Colombian military aiding death squads, report says

Los Angeles Times
Thursday, 24 February 2000
By Juanita Darling

MEDELLIN, Colombia - Military officers have continued to work directly with right-wing death squads despite government efforts to purge the armed forces of human rights violators, according to a report released Wednesday by Human Rights Watch/Americas.

As recently as last year, three brigades led by officers considered to be among Colombia's most capable commanders provided information and weapons to private armies that carried out executions of civilians, the U.S.-based group charged.

The report was made public as Congress debates a proposal for a $1.3 billion anti-narcotics aid package for Colombia that would include military hardware in a country plagued by a long-running civil war and a massive drug trade.

"Far from moving decisively to sever ties to paramilitary groups... evidence strongly suggests that Colombia's military high command has yet to take the necessary steps to accomplish this goal," the report concluded.

Referring to the three battalions investigated, the report warned: "If Colombia's leaders cannot or will not halt these units' support for paramilitary groups, the government's resolve to end human rights abuse in units that receive U.S. security assistance must be seriously questioned."

Gen. Fernando Tapias, commander of the Colombian armed forces, said: "I totally reject this attempt by Human Rights Watch to link the armed forces with outlaw groups. This is simply an attempt to block anti-narcotics aid."

U.S. anti-drug czar Gen. Barry R. McCaffrey, on a three-day visit to Colombia, said he recognizes that the country has "a huge human rights problem." But he noted: "The armed forces are making efforts to conform to the rule of law. Human rights complaints against the armed forces have gone downward to nearly zero."
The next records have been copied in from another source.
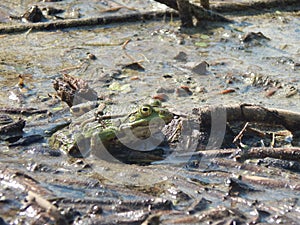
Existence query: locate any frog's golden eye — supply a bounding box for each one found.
[140,105,152,116]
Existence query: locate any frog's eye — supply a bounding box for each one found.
[140,105,152,116]
[151,99,161,107]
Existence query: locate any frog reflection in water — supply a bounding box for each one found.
[49,101,173,156]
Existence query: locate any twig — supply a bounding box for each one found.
[0,11,176,34]
[193,104,300,133]
[236,147,300,162]
[232,122,249,144]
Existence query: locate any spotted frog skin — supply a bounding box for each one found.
[49,101,173,157]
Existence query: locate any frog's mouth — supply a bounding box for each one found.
[117,118,166,139]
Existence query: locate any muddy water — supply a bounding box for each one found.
[0,1,300,224]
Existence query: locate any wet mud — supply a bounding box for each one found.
[0,1,300,225]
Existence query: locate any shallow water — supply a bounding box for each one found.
[0,1,300,224]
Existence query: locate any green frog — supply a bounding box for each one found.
[49,101,173,157]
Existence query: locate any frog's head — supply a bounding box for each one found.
[120,102,173,139]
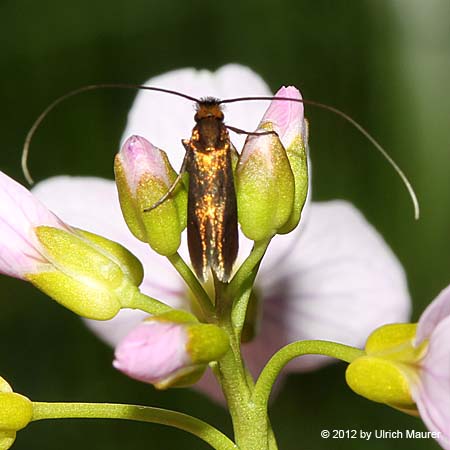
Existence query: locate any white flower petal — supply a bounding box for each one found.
[416,286,450,344]
[0,172,67,278]
[122,64,271,170]
[33,176,185,345]
[246,201,410,372]
[413,314,450,450]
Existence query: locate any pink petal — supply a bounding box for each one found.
[413,314,450,449]
[117,135,171,193]
[261,86,305,148]
[33,176,185,346]
[416,286,450,344]
[113,320,192,383]
[123,64,271,170]
[244,201,410,373]
[0,172,67,278]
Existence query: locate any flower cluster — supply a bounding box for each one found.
[0,65,444,449]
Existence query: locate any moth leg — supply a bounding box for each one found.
[226,125,278,136]
[143,152,188,212]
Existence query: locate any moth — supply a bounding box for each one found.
[22,83,419,282]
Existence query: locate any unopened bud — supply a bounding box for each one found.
[236,123,295,241]
[114,311,229,389]
[114,136,187,256]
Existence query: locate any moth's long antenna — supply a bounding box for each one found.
[219,96,420,220]
[21,83,200,184]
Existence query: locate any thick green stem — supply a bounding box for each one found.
[122,290,173,315]
[253,341,365,411]
[32,402,237,450]
[167,253,215,321]
[215,282,276,450]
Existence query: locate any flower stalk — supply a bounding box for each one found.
[32,402,237,450]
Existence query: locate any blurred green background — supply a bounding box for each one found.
[0,0,450,450]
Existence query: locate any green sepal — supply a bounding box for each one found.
[345,323,428,414]
[345,356,414,409]
[0,430,16,450]
[186,324,230,364]
[236,126,295,241]
[114,150,187,256]
[278,135,308,234]
[77,229,144,286]
[146,309,198,324]
[26,271,126,320]
[35,226,125,289]
[0,392,33,431]
[154,364,208,390]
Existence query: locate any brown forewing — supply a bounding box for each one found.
[184,117,238,281]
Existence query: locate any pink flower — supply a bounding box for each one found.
[34,65,410,398]
[261,86,308,148]
[113,310,229,389]
[113,320,192,385]
[0,172,69,279]
[0,172,142,320]
[412,286,450,450]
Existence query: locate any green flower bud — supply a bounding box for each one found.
[345,324,427,413]
[114,311,229,389]
[114,136,187,256]
[0,377,33,450]
[25,226,143,320]
[236,124,295,241]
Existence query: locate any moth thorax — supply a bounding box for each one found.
[195,99,223,122]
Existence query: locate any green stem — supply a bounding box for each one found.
[32,402,237,450]
[167,253,215,321]
[122,289,173,315]
[214,280,276,450]
[228,237,272,298]
[253,341,365,410]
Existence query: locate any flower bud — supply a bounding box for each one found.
[113,311,229,389]
[345,324,425,412]
[114,136,187,256]
[0,377,33,450]
[25,226,143,320]
[236,122,295,241]
[261,86,308,234]
[0,172,143,320]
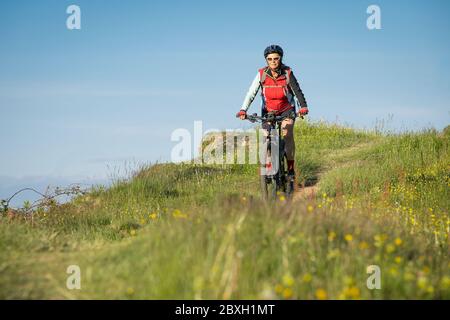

Still, the report charged, abuses by paramilitary groups have skyrocketed, often with the support of the army.

Specifically, the report-based on information from the Colombian attorney general's office and independent informants-concluded that an army brigade posted in the city of Cali helped create a paramilitary organization financed by drug traffickers as recently as last year. And paramilitary groups near Medellin turned bodies of their victims over to military commanders who dressed them in uniforms and claimed them as combat casualties, the report charged.

Brig. Gen. Jaime Ernesto Canal Alban, the army commander in Cali, labeled the report libelous. His 3rd Brigade is accused of organizing a paramilitary group called the Calima Front after members of the National Liberation Army, or ELN, Colombia's second-largest leftist guerrilla group, kidnapped 140 worshipers from a church in an upper-class Cali neighborhood in May.

The brigade provided the paramilitary group with weapons and information, according to information developed by the Colombian attorney general's office and currently under seal, according to the report.

"The Calima Front and the 3rd Brigade are the same thing," one investigator told Human Rights Watch.

"Together, evidence collected so far by Human Rights Watch links half of Colombia's 18 brigade-level army units excluding military schools to paramilitary activity," the report stated. "Military support for paramilitary activity remains national in scope and includes areas where units receiving or scheduled to receive U.S. military aid operate."